Searching/inserting certain Unicode characters
Hello,
I have done some research on this and also posted a question on Usenet, but didn't get any replies and still have no solution. The problem seems to be somewhat unique :-(
I want to insert a certain character in a text or char field and I also want to search for it (as proof that it was correctly inserted).
The character is "no-break space" which can either be represented as char(160) or hex-code A0 or as U+00A0. Or, generally speaking, I want to know how I can insert or find characters by Unicode or a similar representation?
MySQL is 5.0.77 on CentOS 5.5. The field is text with varying collations. In this case it is utf8_roman_ci (for this specific use I want to replace all "?" characters in the table with "no-break space"+"?").
There is no problem inserting the character "manually" by either creating it in the input field in PHPMyAdmin or our PHP application with ALT+255 or creating it in Word with that key sequence and then copying it to the PHP application and saving it. The character is inserted correctly which I can prove by cutting it out in the PHP output and back to Word.
What doesn't work is the insertion by REPLACE() nor a find operation with a REGEXP.
For instance, I tried
SET fr=REPLACE(fr, '?','x?')
where "x" was the character copied from Word. Or \u00A0 or \xA0. Non of this inserts the correct character. It either inserted a normal space (when I paste the character "as is" in) or throws an error or corrupts the text field.
I also tried things like
SET fr=REPLACE(fr, 'uniquestring',char(160))
or
SET fr=REPLACE(fr, 'uniquestring',CONCAT(char(160),'?'))
This cuts off all characters after the replacement position and doesn't insert the wanted character.
To simplify the whole thing I went to trying with "simple" letters, e.g. a "C" = \u0043. Let's call the Unicode representation "\unnnn". No dice.

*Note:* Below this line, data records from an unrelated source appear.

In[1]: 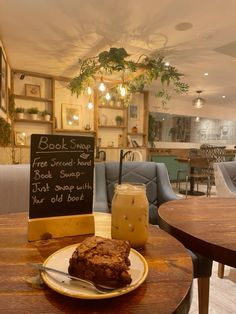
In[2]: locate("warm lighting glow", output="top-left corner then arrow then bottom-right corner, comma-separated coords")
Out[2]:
88,100 -> 93,110
87,86 -> 92,95
105,92 -> 111,100
98,78 -> 106,92
72,114 -> 79,121
193,90 -> 206,109
120,85 -> 126,97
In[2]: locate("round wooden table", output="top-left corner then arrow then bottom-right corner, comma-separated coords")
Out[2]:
0,213 -> 193,314
158,197 -> 236,267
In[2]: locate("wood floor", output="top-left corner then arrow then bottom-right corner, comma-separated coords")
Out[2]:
172,183 -> 236,314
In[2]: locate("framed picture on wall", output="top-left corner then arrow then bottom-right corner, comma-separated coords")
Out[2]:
129,104 -> 139,120
15,132 -> 26,146
61,104 -> 82,129
0,47 -> 7,112
25,84 -> 41,97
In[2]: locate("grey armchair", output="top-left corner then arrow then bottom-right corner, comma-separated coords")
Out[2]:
94,161 -> 212,313
94,161 -> 180,225
213,161 -> 236,278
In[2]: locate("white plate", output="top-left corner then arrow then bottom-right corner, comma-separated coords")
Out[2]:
42,244 -> 148,299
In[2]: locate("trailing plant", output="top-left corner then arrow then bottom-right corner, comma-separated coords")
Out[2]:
68,48 -> 189,105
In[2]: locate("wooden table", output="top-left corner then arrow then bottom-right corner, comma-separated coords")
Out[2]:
176,156 -> 208,196
0,213 -> 193,314
158,197 -> 236,267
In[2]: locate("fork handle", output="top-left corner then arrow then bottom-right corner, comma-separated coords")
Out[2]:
30,264 -> 96,289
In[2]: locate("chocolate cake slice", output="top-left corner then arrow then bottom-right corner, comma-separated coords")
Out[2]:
68,236 -> 132,288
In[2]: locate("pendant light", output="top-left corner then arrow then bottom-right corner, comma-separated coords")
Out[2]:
193,90 -> 206,109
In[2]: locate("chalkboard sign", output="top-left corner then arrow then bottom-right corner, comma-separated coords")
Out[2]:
29,134 -> 94,218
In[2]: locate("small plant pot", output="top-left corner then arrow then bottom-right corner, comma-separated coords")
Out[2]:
16,112 -> 24,119
29,113 -> 38,120
43,114 -> 51,121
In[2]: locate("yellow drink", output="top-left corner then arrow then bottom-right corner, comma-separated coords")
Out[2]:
111,183 -> 149,248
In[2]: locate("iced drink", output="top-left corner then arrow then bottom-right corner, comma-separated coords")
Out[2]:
111,183 -> 149,248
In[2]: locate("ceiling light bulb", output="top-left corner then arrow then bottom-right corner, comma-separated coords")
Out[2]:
72,114 -> 79,121
105,92 -> 111,100
87,86 -> 92,95
120,85 -> 126,97
98,82 -> 106,92
88,101 -> 93,110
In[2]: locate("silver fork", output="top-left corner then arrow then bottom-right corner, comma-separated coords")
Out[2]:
29,263 -> 118,293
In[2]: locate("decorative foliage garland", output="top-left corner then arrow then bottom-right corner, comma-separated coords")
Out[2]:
68,48 -> 189,106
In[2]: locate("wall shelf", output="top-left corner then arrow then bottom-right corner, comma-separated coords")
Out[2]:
14,119 -> 53,124
54,129 -> 95,134
98,105 -> 127,110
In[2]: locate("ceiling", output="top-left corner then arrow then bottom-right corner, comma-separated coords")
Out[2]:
0,0 -> 236,108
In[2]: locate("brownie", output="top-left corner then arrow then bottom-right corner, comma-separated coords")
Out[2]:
68,236 -> 132,288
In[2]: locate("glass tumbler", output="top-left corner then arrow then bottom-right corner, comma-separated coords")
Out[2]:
111,183 -> 149,248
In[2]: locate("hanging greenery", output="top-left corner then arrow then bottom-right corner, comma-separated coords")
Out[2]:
68,48 -> 189,105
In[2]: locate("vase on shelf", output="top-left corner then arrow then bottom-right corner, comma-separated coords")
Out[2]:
100,114 -> 107,125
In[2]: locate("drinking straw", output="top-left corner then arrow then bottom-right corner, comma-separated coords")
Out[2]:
118,149 -> 123,184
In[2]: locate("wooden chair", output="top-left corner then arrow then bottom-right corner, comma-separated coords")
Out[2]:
123,150 -> 143,161
94,161 -> 212,314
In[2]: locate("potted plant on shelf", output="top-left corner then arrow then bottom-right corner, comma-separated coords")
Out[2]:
41,110 -> 51,121
115,116 -> 124,126
15,107 -> 25,119
27,107 -> 39,120
0,117 -> 11,147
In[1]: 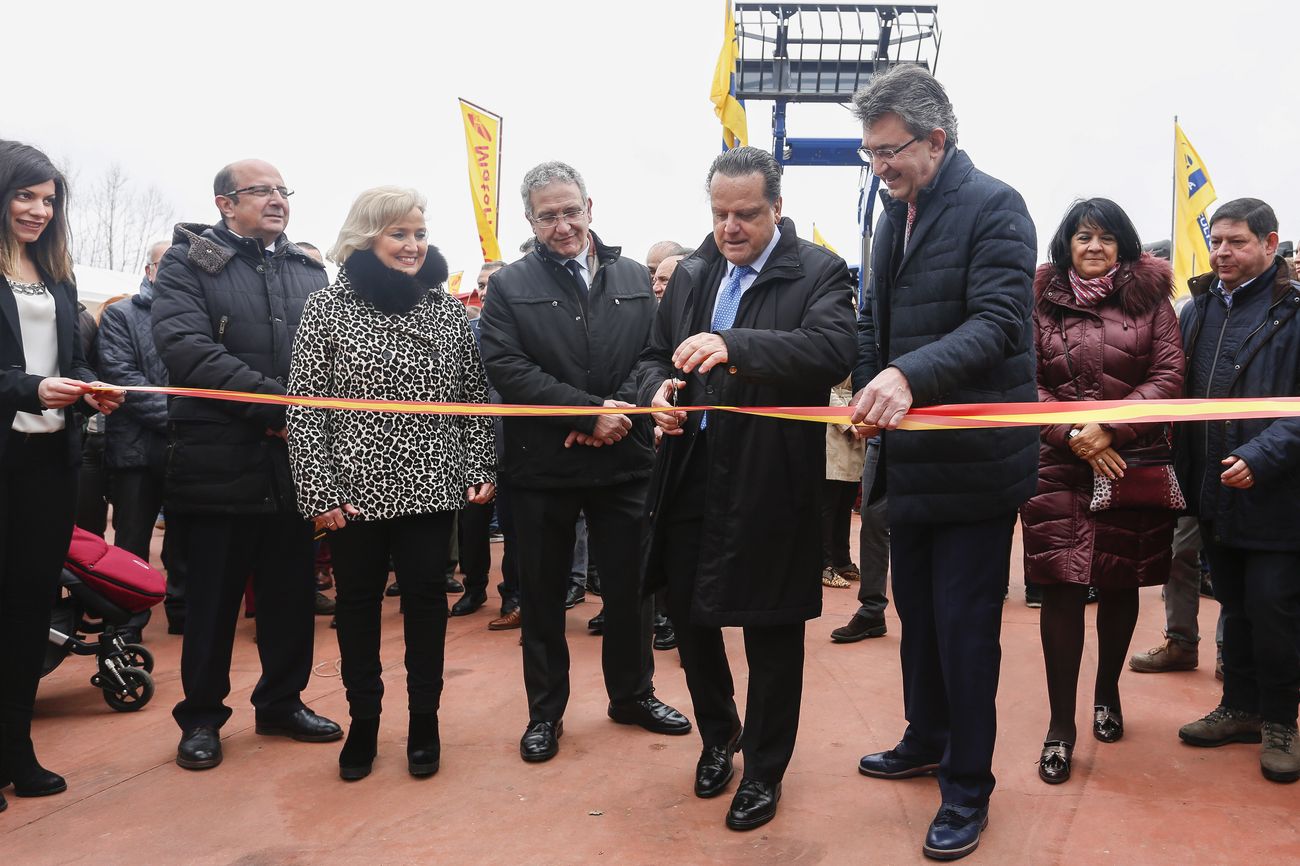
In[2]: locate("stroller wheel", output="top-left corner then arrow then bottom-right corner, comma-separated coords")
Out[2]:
120,644 -> 153,674
100,667 -> 153,713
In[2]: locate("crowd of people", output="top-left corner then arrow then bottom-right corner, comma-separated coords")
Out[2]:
0,66 -> 1300,859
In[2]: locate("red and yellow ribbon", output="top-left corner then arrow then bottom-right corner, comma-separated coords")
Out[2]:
95,385 -> 1300,430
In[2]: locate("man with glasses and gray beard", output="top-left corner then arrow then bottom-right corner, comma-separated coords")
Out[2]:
852,66 -> 1039,859
152,160 -> 343,770
480,163 -> 690,762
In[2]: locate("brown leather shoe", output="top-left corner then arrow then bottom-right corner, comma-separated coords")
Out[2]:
488,607 -> 521,632
1128,638 -> 1197,674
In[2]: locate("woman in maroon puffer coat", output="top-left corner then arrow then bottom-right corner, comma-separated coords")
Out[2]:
1021,199 -> 1183,784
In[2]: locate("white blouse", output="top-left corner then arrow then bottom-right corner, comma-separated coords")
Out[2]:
9,281 -> 64,433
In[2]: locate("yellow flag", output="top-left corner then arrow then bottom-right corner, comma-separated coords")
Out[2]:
709,0 -> 749,150
813,222 -> 840,255
1170,124 -> 1218,295
460,99 -> 501,261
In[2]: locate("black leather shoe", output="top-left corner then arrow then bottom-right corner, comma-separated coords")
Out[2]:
338,716 -> 380,781
920,802 -> 988,859
519,722 -> 564,763
407,713 -> 442,778
1092,706 -> 1125,742
858,742 -> 939,779
727,779 -> 781,830
654,618 -> 677,650
696,728 -> 745,800
254,706 -> 343,742
451,589 -> 488,616
1039,740 -> 1074,785
831,614 -> 889,644
176,726 -> 221,770
608,694 -> 690,736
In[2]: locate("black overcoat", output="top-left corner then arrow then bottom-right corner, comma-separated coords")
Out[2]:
637,220 -> 854,625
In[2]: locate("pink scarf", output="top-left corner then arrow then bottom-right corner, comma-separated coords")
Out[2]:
1070,264 -> 1119,307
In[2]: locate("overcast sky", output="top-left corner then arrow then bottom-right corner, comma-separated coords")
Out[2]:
12,0 -> 1300,270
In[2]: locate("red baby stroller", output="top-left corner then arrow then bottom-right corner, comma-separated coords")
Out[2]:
42,527 -> 166,713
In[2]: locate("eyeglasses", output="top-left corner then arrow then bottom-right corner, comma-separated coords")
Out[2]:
858,135 -> 920,165
528,208 -> 586,229
221,186 -> 294,199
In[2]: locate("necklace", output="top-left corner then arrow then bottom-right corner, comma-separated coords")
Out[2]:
9,278 -> 46,295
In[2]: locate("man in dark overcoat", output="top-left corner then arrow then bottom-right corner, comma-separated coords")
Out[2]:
853,66 -> 1039,859
638,147 -> 854,830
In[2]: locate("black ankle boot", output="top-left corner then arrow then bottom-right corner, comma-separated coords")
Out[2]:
407,713 -> 442,776
338,716 -> 380,781
0,724 -> 68,797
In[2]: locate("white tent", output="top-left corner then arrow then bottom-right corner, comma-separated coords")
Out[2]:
73,264 -> 144,311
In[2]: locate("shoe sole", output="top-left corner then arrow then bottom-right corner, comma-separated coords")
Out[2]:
858,763 -> 939,779
253,724 -> 343,743
920,815 -> 988,859
1258,766 -> 1300,780
407,758 -> 439,779
608,713 -> 692,737
176,755 -> 221,770
831,625 -> 889,644
1178,731 -> 1264,749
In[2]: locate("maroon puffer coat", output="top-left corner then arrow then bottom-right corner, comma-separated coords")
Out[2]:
1021,254 -> 1184,588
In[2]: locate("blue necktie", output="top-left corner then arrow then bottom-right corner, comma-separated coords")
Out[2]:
699,265 -> 754,430
564,259 -> 589,295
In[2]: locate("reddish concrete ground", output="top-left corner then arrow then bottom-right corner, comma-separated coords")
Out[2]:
0,520 -> 1300,866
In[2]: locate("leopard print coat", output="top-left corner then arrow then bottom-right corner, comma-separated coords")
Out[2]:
289,268 -> 497,520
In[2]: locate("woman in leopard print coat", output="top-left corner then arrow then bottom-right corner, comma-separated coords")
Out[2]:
289,187 -> 495,779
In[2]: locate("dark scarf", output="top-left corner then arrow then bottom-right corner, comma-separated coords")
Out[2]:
343,247 -> 447,315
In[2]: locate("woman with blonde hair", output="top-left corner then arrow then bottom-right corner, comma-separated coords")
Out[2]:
289,186 -> 497,780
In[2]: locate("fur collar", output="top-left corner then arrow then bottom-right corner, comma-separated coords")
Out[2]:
345,247 -> 447,315
1034,252 -> 1174,317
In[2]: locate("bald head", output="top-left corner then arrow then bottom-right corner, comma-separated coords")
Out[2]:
646,241 -> 688,273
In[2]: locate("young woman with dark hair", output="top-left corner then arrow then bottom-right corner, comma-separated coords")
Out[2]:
0,140 -> 125,809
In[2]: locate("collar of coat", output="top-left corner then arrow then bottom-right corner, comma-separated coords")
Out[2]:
339,247 -> 447,316
1187,255 -> 1300,306
1034,252 -> 1174,319
172,222 -> 325,274
679,217 -> 803,285
533,231 -> 623,268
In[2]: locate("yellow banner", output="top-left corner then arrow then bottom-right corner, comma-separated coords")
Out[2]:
1170,124 -> 1217,295
460,99 -> 501,261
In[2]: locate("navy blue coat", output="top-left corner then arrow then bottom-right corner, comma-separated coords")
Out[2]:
1177,257 -> 1300,550
853,147 -> 1039,523
99,280 -> 168,469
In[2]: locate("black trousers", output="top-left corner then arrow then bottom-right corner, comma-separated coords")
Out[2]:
511,480 -> 654,722
1201,533 -> 1300,727
460,502 -> 493,592
108,466 -> 185,625
822,479 -> 862,568
0,430 -> 77,763
330,511 -> 456,719
889,512 -> 1015,807
665,441 -> 805,783
166,511 -> 316,731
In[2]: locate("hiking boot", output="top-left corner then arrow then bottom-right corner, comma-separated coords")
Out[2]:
1260,722 -> 1300,781
1128,638 -> 1197,674
1178,703 -> 1262,748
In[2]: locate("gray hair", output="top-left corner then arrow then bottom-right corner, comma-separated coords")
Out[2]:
705,144 -> 781,204
853,65 -> 957,144
519,160 -> 586,218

I'm also trying to do the opposite, e.g. find a character by using the Unicode or hex representation.
SELECT * FROM col WHERE (fr LIKE '%\unnnn%')
or
SELECT * FROM col WHERE (fr REGEXP '\unnnn')
Doesn't work, too.
I can't find anything on this topic in the MySQL documentation, but I hope there *is* a distinct way to search and insert such characters with some Unicode representation.
Thanks!
Edited 2 time(s). Last edit at 02/14/2011 09:52AM by Kai Schaetzl.